Backreacted Coulomb energy in the Skyrme model

TL;DR

This paper extends the Skyrme model with electromagnetic interactions, analyzing Coulomb backreaction effects on Skyrmions of various baryon numbers, and finds good agreement with experimental nuclear data.

Contribution

It introduces a Maxwell extension with source terms to the Skyrme model and studies backreaction effects on Skyrmions, revealing size-dependent Coulomb influences and improved mass predictions.

Findings

Coulomb backreaction is more significant for larger Skyrmions.

Model predictions for Skyrmion masses agree within 1.86% of experimental data.

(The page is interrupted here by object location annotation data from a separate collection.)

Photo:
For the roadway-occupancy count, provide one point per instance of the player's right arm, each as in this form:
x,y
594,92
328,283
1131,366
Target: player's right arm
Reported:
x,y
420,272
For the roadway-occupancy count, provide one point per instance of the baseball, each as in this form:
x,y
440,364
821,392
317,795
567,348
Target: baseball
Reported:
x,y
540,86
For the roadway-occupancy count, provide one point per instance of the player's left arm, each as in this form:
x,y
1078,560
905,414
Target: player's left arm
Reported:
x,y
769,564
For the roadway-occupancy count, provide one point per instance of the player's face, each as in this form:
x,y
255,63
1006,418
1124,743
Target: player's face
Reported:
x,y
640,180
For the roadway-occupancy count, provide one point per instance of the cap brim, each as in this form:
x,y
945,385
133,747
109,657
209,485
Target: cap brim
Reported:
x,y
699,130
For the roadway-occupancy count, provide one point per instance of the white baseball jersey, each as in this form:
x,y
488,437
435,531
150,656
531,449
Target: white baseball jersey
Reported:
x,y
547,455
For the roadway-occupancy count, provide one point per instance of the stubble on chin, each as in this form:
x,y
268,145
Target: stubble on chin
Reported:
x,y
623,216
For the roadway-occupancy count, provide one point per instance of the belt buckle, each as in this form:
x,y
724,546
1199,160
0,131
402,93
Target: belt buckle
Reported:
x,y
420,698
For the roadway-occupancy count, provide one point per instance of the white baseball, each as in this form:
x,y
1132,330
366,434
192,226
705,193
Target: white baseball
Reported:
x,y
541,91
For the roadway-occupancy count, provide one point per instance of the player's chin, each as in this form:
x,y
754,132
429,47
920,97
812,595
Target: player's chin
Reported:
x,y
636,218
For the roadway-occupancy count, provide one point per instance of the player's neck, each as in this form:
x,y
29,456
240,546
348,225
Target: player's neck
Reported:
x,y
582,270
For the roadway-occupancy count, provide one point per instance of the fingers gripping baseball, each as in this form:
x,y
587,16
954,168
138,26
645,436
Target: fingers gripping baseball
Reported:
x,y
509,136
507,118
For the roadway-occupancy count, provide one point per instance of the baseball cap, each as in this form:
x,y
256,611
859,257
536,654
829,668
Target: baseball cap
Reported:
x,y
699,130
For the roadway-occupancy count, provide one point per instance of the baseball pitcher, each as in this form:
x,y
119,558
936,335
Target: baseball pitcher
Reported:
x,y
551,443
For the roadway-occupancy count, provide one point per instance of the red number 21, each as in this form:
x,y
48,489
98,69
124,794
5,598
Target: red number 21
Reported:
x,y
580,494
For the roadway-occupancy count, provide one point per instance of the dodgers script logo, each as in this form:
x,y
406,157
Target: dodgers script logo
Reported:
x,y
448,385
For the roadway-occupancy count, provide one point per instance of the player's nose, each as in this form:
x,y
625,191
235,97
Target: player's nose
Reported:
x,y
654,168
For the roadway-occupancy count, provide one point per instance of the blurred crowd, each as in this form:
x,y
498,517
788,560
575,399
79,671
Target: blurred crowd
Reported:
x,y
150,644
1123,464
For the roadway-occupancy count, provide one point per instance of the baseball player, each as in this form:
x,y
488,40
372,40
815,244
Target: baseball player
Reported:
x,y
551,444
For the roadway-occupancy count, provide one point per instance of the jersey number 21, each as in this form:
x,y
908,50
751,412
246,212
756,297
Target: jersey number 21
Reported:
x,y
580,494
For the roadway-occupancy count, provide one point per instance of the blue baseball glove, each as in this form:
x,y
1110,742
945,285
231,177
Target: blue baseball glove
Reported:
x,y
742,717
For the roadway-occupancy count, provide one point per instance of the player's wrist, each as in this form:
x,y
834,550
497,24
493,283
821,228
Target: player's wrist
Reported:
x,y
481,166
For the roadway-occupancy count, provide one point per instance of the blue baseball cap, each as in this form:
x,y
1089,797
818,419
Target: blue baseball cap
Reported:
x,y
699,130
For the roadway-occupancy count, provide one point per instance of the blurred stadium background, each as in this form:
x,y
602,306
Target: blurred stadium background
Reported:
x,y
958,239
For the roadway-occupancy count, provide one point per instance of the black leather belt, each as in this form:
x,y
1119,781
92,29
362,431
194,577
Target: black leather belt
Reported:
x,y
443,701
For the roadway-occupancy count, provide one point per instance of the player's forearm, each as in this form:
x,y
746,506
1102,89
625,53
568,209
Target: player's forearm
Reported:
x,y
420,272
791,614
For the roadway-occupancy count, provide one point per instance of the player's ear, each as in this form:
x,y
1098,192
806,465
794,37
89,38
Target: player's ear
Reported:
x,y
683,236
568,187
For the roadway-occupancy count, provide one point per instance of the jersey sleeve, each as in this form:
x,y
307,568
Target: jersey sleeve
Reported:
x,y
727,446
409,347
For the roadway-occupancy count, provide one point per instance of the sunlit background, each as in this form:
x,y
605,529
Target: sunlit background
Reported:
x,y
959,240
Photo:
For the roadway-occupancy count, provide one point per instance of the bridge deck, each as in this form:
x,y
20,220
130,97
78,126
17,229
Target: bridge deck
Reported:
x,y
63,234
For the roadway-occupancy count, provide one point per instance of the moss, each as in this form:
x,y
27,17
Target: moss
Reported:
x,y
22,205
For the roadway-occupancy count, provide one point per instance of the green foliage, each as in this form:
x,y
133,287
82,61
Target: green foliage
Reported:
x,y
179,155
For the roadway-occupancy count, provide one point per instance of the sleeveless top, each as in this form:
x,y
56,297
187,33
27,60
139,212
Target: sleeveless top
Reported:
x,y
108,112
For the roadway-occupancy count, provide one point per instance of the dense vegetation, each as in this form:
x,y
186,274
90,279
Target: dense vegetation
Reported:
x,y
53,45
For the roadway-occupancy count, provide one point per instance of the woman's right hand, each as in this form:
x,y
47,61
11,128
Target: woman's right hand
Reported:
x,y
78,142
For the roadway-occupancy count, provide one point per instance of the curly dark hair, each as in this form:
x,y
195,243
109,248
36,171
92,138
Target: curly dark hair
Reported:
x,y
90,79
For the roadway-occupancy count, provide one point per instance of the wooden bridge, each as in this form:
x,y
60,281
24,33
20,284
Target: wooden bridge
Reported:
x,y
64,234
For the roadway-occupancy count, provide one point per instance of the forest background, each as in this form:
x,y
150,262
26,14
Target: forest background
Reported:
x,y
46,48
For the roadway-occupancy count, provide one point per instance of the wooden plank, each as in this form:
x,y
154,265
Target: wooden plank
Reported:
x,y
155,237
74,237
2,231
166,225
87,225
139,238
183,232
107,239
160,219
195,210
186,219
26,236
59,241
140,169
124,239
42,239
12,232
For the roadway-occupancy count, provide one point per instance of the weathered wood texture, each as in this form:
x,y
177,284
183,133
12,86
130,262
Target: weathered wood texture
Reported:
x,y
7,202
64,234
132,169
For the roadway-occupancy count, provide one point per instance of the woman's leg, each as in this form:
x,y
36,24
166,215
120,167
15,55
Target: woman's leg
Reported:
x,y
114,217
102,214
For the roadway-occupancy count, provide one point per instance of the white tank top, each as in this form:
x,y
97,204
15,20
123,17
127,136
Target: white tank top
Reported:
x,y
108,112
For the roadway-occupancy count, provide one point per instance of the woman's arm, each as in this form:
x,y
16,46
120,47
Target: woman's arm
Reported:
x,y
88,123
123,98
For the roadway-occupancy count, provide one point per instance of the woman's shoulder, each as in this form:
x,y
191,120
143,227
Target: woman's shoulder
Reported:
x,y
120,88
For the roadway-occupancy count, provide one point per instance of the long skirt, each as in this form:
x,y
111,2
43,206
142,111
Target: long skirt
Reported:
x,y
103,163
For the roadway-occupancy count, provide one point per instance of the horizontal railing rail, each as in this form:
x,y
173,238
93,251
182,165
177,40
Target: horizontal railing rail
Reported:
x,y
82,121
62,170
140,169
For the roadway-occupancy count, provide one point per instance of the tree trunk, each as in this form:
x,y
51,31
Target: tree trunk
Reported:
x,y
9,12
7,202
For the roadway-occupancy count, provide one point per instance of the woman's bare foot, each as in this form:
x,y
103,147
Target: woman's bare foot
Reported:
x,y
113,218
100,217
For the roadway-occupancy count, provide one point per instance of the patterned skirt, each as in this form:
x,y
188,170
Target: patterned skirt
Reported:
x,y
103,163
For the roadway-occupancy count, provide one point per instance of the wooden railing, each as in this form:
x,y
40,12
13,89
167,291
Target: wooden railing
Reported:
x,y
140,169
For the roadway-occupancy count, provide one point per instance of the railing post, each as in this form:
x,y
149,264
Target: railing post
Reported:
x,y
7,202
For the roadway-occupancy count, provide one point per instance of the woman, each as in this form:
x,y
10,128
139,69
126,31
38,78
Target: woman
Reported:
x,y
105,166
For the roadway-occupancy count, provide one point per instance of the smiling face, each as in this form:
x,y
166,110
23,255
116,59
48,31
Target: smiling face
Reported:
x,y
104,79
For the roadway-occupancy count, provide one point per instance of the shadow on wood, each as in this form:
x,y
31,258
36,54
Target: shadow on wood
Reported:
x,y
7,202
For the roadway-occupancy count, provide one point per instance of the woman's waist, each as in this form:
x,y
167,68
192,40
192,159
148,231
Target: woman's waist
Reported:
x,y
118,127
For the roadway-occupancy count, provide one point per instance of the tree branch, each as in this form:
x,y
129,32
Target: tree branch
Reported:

Radii predictions are within 15% of experimental measurements.

Abstract

The Skyrme model is extended with the Maxwell action and a source term for the gauge field. We consider the specialized case of vanishing isospin states, such that only an electric potential is turned on and study the backreaction onto the Skyrme fields. In particular, we study Skyrmions with baryon numbers B=4,8,12,16 and 40. We find, in agreement with physical expectations, that the Coulomb backreaction is most pronounced for large Skyrmions and find furthermore that the dynamics of the theory is more sensitive to the backreaction than the ground states (global minimizers of the energy). Calibrating the model to Carbon-12, we find excellent agreement of the masses of the studied Skyrmions - within 1.86% of experimental data. The Coulomb energies are slightly larger than phenomenological fits suggest, but only by about 3-22%, whereas the radii are within 15% errors, with the largest errors on the smallest baryon number (B=4) and the smallest errors on the large baryon numbers.